I want to set a fairly large table to MyISAM mode to keep it cached proactively. The table file is approximately 3GB.

After several hours, MySQL invalidates the entire table from cache, while < 0.1% of the table actually changed in the meantime.

Sometimes we need to do ±100,000 SELECT statements very quickly, which causes a cache stampede. When cached, very nice. When not cached, terrible.

What can I do to ensure the table is kept in memory?

Best Answer

The only thing that is definitively cached for MyISAM is an index.

The key_buffer_size variables sets up how large the MyISAM Key Cache will be.

There are two suggestions I can offer

SUGGESTION #1 : Use a Dedicated Key Cache for the Table

Did you know you could create a keycache dedicated to one or more MyISAM tables? Suppose you have a table called mydb.mytable and you want to load the entire mytable.MYI file into it. Here are the steps to set this up:

STEP 01) Get the physical size of the table's .MYI file

Run this query

SELECT index_length MYISize FROM information_schema.tables
WHERE table_schema='mydb' AND table_name='mytable';

Suppose the query returns 1234567890 for MYISize. That's 1.114978 GB = 1177.3757 MB. Round that up to 1280M (that 1.25 GB).

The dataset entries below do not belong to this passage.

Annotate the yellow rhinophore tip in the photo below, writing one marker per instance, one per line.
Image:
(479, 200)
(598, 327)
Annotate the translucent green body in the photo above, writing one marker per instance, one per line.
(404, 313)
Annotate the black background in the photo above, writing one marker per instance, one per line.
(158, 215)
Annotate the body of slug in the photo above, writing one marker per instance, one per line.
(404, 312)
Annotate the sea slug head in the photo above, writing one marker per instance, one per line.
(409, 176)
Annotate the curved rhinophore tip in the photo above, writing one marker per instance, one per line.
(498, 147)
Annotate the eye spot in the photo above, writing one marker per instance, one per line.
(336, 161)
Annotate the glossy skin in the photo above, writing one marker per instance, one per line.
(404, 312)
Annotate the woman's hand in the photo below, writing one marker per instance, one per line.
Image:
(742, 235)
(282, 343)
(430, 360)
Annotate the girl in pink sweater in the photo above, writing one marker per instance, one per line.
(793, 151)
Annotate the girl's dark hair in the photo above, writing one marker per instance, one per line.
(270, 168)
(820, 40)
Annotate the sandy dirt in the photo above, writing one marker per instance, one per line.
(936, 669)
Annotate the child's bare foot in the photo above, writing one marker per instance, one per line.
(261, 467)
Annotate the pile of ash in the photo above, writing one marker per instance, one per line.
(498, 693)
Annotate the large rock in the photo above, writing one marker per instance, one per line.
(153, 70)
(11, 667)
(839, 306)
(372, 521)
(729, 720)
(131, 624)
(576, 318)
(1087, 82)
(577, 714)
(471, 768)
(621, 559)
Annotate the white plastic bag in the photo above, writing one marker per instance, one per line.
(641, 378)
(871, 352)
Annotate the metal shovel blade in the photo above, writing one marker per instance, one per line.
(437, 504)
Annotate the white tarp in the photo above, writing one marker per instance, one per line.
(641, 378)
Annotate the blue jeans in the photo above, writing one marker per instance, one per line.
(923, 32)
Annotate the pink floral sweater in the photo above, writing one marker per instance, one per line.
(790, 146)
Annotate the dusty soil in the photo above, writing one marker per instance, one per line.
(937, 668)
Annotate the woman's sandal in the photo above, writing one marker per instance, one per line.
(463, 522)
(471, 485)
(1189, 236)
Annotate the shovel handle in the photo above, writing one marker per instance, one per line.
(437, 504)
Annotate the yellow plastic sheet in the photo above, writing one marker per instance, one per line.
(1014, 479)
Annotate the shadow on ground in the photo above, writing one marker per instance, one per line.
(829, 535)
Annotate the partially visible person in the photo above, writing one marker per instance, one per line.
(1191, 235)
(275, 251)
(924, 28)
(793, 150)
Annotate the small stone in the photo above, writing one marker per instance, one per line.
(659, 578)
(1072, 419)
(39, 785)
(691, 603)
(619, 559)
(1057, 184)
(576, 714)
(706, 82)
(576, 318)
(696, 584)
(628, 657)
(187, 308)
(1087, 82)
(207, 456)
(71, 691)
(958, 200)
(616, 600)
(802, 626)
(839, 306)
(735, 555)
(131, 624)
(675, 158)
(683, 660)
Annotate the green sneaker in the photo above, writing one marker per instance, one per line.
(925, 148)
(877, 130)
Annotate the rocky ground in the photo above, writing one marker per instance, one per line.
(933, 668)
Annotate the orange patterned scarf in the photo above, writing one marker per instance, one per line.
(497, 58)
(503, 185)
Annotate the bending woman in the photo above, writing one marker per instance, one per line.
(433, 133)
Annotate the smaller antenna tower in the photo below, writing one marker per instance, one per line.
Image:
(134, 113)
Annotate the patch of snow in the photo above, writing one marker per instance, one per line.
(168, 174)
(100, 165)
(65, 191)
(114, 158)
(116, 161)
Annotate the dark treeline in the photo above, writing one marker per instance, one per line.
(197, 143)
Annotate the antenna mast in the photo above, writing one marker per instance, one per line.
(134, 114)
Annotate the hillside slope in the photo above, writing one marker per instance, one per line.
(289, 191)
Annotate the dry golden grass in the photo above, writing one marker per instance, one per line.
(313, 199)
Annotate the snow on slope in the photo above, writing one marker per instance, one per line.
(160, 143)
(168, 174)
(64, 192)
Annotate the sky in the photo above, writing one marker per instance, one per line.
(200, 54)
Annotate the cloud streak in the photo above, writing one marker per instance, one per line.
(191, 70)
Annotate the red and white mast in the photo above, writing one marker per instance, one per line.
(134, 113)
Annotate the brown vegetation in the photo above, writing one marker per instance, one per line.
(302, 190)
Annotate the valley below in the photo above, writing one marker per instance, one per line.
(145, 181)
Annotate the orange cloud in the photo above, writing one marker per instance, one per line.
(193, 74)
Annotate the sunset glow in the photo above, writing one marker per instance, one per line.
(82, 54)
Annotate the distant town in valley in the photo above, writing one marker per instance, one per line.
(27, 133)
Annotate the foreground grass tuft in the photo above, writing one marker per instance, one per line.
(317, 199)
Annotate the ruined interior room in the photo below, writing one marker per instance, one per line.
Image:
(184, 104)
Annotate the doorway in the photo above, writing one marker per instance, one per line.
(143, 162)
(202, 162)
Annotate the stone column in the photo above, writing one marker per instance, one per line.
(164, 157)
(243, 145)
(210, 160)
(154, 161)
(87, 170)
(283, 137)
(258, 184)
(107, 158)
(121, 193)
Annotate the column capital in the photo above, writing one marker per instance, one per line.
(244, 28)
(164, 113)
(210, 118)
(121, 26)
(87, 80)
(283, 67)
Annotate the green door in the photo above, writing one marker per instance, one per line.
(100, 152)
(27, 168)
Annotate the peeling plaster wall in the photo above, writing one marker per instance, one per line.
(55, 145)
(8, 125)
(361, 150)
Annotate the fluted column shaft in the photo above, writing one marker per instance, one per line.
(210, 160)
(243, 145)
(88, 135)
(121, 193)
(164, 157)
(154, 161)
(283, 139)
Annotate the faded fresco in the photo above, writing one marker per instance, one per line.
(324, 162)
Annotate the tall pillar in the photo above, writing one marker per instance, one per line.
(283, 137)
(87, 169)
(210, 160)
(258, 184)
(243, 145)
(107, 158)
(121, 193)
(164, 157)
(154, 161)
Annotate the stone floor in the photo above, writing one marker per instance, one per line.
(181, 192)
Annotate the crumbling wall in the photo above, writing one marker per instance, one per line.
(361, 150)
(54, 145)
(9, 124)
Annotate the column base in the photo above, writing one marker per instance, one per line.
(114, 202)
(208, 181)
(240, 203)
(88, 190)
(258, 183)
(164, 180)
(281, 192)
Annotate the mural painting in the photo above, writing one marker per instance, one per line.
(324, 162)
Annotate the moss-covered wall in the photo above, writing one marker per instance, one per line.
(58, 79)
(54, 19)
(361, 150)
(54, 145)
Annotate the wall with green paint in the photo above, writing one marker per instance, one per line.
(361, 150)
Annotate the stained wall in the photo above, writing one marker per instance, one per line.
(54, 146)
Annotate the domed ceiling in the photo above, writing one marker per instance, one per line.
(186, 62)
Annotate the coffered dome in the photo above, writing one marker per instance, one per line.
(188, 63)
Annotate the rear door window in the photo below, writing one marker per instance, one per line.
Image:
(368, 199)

STEP 02) Create the Buffer with that size

SET GLOBAL mykeycache.key_buffer_size = 1280 * 1024 * 1024;

STEP 03) Associate the cache with the indexes for mydb.mytable

CACHE INDEX mydb.mytable INTO mykeycache;

STEP 04) Load the Index Pages from the .MYI into the Dedicated Cache

LOAD INDEX INTO CACHE mykeycache;

That's all. All indexes for mydb.mytable are now in that cache only. Running these commands also removes the same index entries from the general MyISAM keycache.

You could create a startup script for mysql to preload the indexes.

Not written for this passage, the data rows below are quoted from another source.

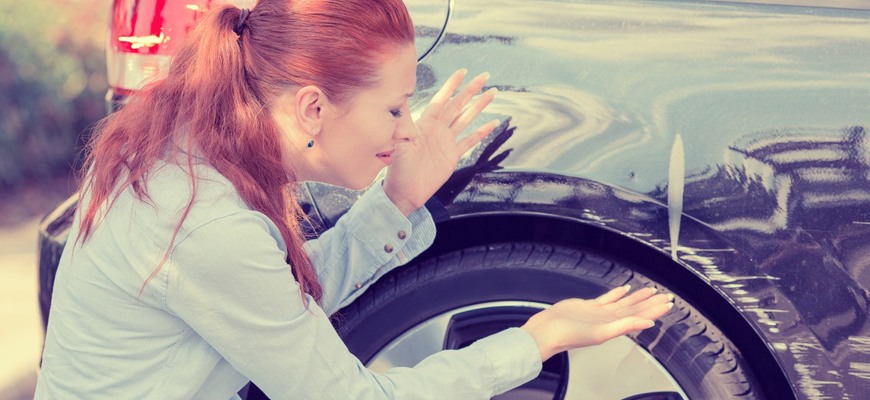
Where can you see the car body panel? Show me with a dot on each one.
(771, 104)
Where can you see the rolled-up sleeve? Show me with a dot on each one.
(371, 239)
(229, 282)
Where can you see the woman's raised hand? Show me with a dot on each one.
(422, 164)
(575, 323)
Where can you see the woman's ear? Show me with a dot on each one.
(310, 101)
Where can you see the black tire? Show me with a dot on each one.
(695, 353)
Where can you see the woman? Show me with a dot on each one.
(188, 274)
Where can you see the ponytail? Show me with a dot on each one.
(214, 102)
(205, 107)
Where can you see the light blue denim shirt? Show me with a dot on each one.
(225, 307)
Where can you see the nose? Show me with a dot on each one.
(406, 129)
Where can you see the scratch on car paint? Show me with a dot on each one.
(860, 343)
(860, 370)
(809, 372)
(676, 183)
(138, 42)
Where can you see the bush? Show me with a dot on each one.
(52, 85)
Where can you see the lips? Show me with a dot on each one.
(386, 157)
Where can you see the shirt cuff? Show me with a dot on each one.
(385, 231)
(514, 356)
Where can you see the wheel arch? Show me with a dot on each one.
(495, 227)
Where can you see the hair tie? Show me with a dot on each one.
(240, 26)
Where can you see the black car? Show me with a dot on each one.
(716, 150)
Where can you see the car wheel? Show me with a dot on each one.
(450, 301)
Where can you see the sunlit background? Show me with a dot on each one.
(52, 84)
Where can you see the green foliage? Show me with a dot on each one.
(52, 84)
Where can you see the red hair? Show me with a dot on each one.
(215, 102)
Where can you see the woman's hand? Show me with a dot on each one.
(575, 323)
(421, 165)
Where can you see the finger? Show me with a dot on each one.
(473, 111)
(440, 99)
(638, 307)
(636, 297)
(655, 311)
(622, 327)
(456, 104)
(613, 295)
(473, 139)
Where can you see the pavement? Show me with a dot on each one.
(20, 326)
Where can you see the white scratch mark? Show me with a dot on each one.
(676, 182)
(138, 42)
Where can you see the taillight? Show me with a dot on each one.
(143, 37)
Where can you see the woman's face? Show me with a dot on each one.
(357, 138)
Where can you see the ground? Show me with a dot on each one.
(21, 336)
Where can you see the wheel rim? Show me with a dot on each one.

I have written about this subject is past posts

As a sidenote, I would like to suggestion something optional. You could speed up the access time of MyISAM data by changing the ROW_FORMAT of the MyISAM you want. For the same MyISAM table mydb.mytable, here is what you do:

ALTER TABLE mydb.mytable ROW_FORMAT=Fixed;

That's it. This a good and bad side to changing ROW_FORMAT to Fixed

SUGGESTION #2 : Switch the table's Storage Engine to InnoDB

If you switch that table to InnoDB, you set up the InnoDB Buffer Pool in such a way that data and indexes that enter the Buffer Pool will linger a lot longer. This will simulate what your original question is asking: Partially invalidating a cache. That way, mysqldumps, full table scans, and queries like these will have roadblocks to cache stampedes. The options to tweak are innodb_old_blocks_pct and innodb_old_blocks_time.

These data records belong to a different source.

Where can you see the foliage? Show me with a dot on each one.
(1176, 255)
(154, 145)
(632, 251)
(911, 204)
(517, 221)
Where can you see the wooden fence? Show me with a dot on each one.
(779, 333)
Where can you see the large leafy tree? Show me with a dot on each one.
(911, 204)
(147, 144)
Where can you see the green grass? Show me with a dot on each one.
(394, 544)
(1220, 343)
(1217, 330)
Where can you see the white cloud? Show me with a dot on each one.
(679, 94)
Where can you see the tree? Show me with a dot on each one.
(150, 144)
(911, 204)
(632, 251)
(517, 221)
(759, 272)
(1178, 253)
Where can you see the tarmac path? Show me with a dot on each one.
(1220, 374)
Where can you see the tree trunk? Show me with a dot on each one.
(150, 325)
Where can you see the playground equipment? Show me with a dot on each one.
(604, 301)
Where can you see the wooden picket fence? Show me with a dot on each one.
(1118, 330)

According to the Configuration Options section of the MySQL Documentation for the InnoDB Buffer Pool:

Setting innodb_old_blocks_time greater than 0 prevents one-time table scans from flooding the new sublist with blocks used only for the scan. Rows in a block read in for a scan are accessed many times in rapid succession, but the block is unused after that. If innodb_old_blocks_time is set to a value greater than time to process the block, the block remains in the “old” sublist and ages to the tail of the list to be evicted quickly. This way, blocks used only for a one-time scan do not act to the detriment of heavily used blocks in the new sublist.

innodb_old_blocks_time can be set at runtime, so you can change it temporarily while performing operations such as table scans and dumps:

SET GLOBAL innodb_old_blocks_time = 1000;... perform queries that scan tables ...
SET GLOBAL innodb_old_blocks_time = 0;

This strategy does not apply if your intent is to “warm up” the buffer pool by filling it with a table's content. For example, benchmark tests often perform a table or index scan at server startup, because that data would normally be in the buffer pool after a period of normal use. In this case, leave innodb_old_blocks_time set to 0, at least until the warmup phase is complete.